# taz.de -- Separatisten feiern Erfolg im Baskenland: Das Gesicht der Bewegung
       
       > Arnaldo Otegi ist Chef des baskischen Linksbündnisses EH Bildu. Der
       > Erfolg bei den Regionalwahlen wird vor allem seiner Strategie
       > angerechnet.
       
 (IMG) Bild: Für die einen Friedensbringer, für andere ein Terrorist: Arnaldo Otegi vom Chef des baskischen Linksbündnisses EH Bildu
       
       Madrid taz | So zufrieden war Arnaldo Otegi, Chef des baskischen
       Linksbündnisses EH Bildu, noch nie zu sehen. „Mit Bescheidenheit und
       Verantwortungsbewusstsein haben wir etwas erreicht, was vor vier Jahren
       niemand für möglich gehalten hätte“, erklärte der 66-Jährige am Sonntag
       nach der Auszählung der Stimmen bei den [1][baskischen Parlamentswahlen].
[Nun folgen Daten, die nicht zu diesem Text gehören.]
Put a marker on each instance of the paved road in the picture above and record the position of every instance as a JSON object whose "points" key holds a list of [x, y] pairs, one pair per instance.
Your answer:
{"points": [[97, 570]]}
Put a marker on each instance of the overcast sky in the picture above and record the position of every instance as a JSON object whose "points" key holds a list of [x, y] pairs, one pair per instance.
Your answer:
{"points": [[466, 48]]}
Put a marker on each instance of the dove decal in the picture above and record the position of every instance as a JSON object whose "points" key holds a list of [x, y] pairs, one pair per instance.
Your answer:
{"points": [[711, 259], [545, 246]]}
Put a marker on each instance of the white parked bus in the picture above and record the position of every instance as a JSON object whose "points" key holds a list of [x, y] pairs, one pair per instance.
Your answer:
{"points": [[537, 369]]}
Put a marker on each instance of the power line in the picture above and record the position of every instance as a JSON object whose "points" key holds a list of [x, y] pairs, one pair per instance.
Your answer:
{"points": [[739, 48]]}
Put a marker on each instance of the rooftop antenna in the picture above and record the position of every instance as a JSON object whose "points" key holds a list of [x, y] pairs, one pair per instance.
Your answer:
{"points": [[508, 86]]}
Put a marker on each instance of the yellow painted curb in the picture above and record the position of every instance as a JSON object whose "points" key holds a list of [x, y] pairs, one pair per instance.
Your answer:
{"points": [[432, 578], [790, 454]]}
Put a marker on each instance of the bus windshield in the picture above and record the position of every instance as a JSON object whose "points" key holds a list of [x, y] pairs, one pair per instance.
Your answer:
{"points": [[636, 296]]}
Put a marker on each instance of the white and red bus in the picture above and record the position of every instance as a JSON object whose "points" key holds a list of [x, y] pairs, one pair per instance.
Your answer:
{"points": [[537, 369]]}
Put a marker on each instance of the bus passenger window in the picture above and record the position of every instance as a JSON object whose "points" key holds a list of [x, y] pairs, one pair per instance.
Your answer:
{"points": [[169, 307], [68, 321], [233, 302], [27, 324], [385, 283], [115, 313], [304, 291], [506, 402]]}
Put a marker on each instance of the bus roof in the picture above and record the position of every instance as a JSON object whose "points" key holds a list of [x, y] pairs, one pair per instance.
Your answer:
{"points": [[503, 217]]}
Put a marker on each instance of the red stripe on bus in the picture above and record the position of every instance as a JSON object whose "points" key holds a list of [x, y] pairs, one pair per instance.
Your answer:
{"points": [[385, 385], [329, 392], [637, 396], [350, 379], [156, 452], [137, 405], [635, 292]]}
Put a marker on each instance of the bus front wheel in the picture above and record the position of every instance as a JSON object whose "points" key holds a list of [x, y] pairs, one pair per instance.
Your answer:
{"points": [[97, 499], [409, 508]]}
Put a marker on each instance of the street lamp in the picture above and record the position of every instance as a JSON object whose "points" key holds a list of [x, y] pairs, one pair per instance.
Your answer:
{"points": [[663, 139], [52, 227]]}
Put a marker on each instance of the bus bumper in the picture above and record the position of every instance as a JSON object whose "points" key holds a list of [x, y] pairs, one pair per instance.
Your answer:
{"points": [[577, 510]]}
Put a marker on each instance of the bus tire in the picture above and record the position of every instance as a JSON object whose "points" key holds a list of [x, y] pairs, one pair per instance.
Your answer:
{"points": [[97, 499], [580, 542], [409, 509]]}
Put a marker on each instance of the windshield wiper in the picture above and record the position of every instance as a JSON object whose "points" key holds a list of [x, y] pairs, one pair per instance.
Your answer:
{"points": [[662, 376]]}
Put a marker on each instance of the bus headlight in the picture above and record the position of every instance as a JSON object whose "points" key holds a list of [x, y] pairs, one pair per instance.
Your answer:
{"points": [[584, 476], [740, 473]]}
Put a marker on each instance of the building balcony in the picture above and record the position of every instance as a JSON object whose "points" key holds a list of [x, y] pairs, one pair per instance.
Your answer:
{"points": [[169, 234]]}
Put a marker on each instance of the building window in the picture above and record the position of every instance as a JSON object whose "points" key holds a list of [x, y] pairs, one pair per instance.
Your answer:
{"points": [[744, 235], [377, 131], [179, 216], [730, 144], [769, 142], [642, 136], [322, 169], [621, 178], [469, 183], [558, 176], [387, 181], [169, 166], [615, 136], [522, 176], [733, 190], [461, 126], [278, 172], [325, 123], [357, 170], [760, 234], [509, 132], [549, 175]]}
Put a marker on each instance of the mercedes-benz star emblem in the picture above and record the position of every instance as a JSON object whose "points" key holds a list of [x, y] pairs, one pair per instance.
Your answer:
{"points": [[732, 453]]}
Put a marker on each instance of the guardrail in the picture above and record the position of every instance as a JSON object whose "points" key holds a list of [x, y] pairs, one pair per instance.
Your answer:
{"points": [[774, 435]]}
       Das Bündnis EH Bildu zog mit 27 Sitzen mit der seit Jahrzehnten regierenden
       konservativen Baskisch Nationalistischen Partei (PNV) gleich.
       
       Wenn [2][diese Erfolgsstrategie] an jemandem festzumachen ist, dann ist es
       Otegi. Der Politiker aus Elgoibar, einem Ort im baskische Binnenland
       zwischen San Sebastián und Bilbao, ist für die einen der Friedensbringer,
       für andere ist der Vater zweier Kinder ein „Terrorist“.
       
       In jungen Jahren gehörte Otegi der bewaffneten Separatistenorganisation ETA
       an. Er war unter anderem für Entführung und Gefangenenbefreiung in Haft.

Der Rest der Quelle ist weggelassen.